I support the idea of writing a static compatibility checking tool as Kjetil described; it can be used to ensure that no bit-incompatible changes are introduced within the same major version (detecting semantic compatibility violations is going to be much harder). The following diagnostics suggested by him do not make sense with my approach to versioning:

[Error] Published definition changed (The checked dsdl contains changes to a published defintion).

Published definitions are allowed to change as long as the changes are bit- and semantically-compatible.

[Warning] Rename const (const with same value but different name with same major version).
[Warning] Renamed field (a field with the same bit placement and type info but different name).

Constant/field names should be allowed to change. It may or may not break semantic compatibility; in order to detect that, the tool must be able to reason at a level similar to that of us humans. Doesn't sound like something one can code overnight (I wonder if cognitive computing services like Watson can be of any help here).

[Error] Incompatible field (a field with the same name but different type int2 -> uint2 ).
[Error] Removed field (a field with was replaced with a void field for a newer data type int2 -> void2 ).

Again, this may or may not break semantic compatibility. It might be better to downgrade these diagnostics to Warning in order to let humans decide whether the new definition is semantically compatible or not.

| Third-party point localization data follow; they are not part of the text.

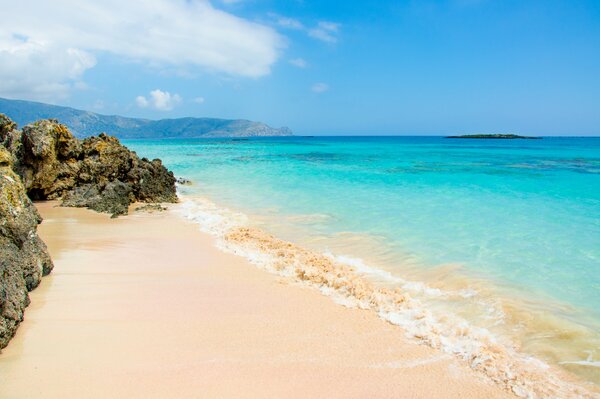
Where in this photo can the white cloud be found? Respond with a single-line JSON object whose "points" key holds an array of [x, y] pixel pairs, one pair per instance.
{"points": [[46, 71], [46, 46], [325, 31], [299, 62], [159, 100], [320, 87], [286, 22]]}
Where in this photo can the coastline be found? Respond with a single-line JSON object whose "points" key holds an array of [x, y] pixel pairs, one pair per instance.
{"points": [[147, 306]]}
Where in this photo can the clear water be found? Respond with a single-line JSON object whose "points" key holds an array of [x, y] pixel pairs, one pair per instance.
{"points": [[523, 215]]}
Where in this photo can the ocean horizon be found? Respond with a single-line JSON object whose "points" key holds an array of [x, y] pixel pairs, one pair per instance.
{"points": [[503, 235]]}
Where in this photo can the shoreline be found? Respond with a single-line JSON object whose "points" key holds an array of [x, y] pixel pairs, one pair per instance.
{"points": [[147, 306], [347, 284]]}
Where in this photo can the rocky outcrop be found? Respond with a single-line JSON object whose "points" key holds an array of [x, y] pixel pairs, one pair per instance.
{"points": [[45, 161], [23, 255], [97, 172]]}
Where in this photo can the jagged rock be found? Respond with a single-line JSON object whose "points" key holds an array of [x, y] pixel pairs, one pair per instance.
{"points": [[24, 258], [151, 208], [97, 172], [183, 181]]}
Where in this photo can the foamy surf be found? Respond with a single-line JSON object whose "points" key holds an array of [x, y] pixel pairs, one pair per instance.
{"points": [[349, 281]]}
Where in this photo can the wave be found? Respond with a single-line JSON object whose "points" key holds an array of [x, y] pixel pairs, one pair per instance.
{"points": [[349, 281]]}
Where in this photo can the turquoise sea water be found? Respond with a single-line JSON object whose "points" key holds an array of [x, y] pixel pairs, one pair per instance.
{"points": [[522, 216]]}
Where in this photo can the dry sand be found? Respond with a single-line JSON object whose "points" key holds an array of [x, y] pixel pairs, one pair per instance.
{"points": [[145, 306]]}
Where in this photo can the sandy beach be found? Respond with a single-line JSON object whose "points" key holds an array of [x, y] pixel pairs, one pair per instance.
{"points": [[145, 306]]}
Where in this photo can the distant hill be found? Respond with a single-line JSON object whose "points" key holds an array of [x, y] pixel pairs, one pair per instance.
{"points": [[85, 123]]}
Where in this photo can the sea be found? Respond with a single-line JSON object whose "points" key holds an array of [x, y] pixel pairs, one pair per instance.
{"points": [[499, 237]]}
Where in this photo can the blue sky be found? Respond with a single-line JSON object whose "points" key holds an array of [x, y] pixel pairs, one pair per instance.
{"points": [[319, 67]]}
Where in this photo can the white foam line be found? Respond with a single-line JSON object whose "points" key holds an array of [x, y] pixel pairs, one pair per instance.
{"points": [[450, 334]]}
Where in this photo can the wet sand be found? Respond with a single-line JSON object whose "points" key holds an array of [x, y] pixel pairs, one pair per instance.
{"points": [[145, 306]]}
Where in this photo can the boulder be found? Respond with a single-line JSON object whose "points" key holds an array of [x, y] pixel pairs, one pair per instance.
{"points": [[97, 172], [25, 258]]}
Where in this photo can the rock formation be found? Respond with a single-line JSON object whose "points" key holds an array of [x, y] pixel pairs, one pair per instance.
{"points": [[23, 255], [44, 161], [97, 172]]}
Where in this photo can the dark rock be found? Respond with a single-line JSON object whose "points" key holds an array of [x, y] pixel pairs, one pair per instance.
{"points": [[97, 172], [24, 257], [151, 208]]}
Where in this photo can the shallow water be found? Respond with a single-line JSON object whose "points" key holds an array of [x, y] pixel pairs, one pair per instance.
{"points": [[513, 226]]}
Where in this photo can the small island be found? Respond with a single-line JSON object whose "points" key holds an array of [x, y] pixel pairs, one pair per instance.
{"points": [[493, 136]]}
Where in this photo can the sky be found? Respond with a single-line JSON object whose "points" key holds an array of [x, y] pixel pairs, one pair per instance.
{"points": [[325, 67]]}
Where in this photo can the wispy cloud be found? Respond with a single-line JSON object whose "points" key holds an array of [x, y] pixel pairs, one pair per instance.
{"points": [[158, 100], [286, 22], [46, 47], [298, 62], [325, 31], [320, 87]]}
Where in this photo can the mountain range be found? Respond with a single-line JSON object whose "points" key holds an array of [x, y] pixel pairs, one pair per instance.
{"points": [[85, 123]]}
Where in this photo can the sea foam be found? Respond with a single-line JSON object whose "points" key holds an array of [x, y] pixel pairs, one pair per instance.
{"points": [[349, 281]]}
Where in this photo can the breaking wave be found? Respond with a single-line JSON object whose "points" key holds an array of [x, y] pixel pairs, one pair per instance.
{"points": [[351, 282]]}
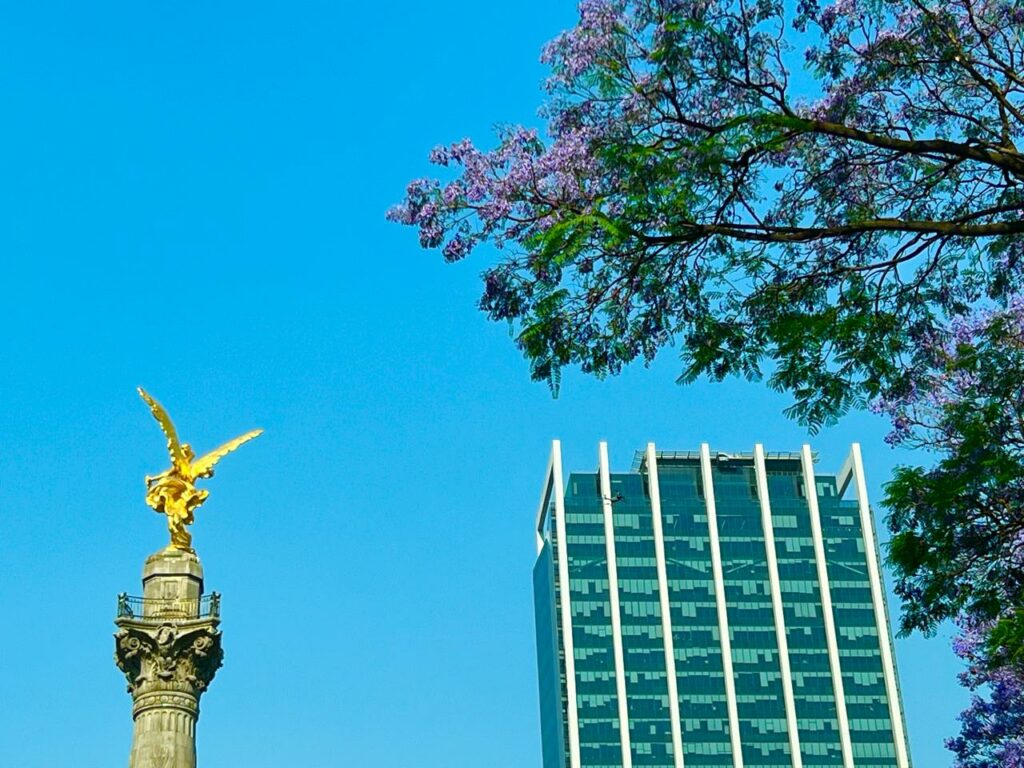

Now let's switch to DSDL signatures. In the beginning, I said that I spent some time rethinking the design from the core principles and reading up on other protocols. Consider the following data points:

  • As Kjetil pointed out, only multi-frame transfers are protected against incompatible data type definitions (because that is enforced via transfer CRC which is only available in multi-frame transfers).
  • As Kjetil implied, most CAN FD transfers are going to be single-frame transfers, meaning that only a handful of transfers are going to be protected against incompatible definitions.
  • Data type signature mix-in compromises the error-detecting properties of the CRC algorithm.
  • CANopen (arguably the most used CAN bus protocol out there) does not offer equivalent ways of dynamic compatibility enforcement.
  • The data type signature mix-in introduces a leaky abstraction and a layering violation - something we talked about over at Standardize unused bytes in CAN-FD OpenCyphal-Garage/uavcan.github.io#36, although in a different context. For example, it causes this ugly API feature in libcanard: https://github.com/UAVCAN/libcanard/blob/fa12c07d5219cf348eaf1efe9f35771bf4d0945c/canard.h#L155-L158

The above considerations induce me to suggest a radical new idea: let's untangle the transport CRC from the data type compatibility problem completely. The transfer CRC will be exclusively a transport-level feature with no side relations.

UAVCAN v1.0 could well be released without any sort of dynamic compatibility checking whatsoever. In the future, it would be possible to add some dynamic compatibility check using a short four-bit hash allocated in the four reserved bits of the data type version byte. The advantage of this approach is that it provides compatibility checking for all transfers (not only multiframe) and it is free from leaky abstractions.

None of the suggestions made above are to be considered final. Please let me know what you think.

@pavel-kirienko pavel-kirienko changed the title RFC: Seperate versioning of data types RFC: Separate versioning of data types Jul 9, 2018
@thirtytwobits
Copy link
Member

thirtytwobits commented Jul 11, 2018

UAVCAN v1.0 could well be released without any sort of dynamic compatibility checking whatsoever. In the future, it would be possible to add some dynamic compatibility check using a short four-bit hash allocated in the four reserved bits of the data type version byte. The advantage of this approach is that it provides compatibility checking for all transfers (not only multiframe) and it is free from leaky abstractions.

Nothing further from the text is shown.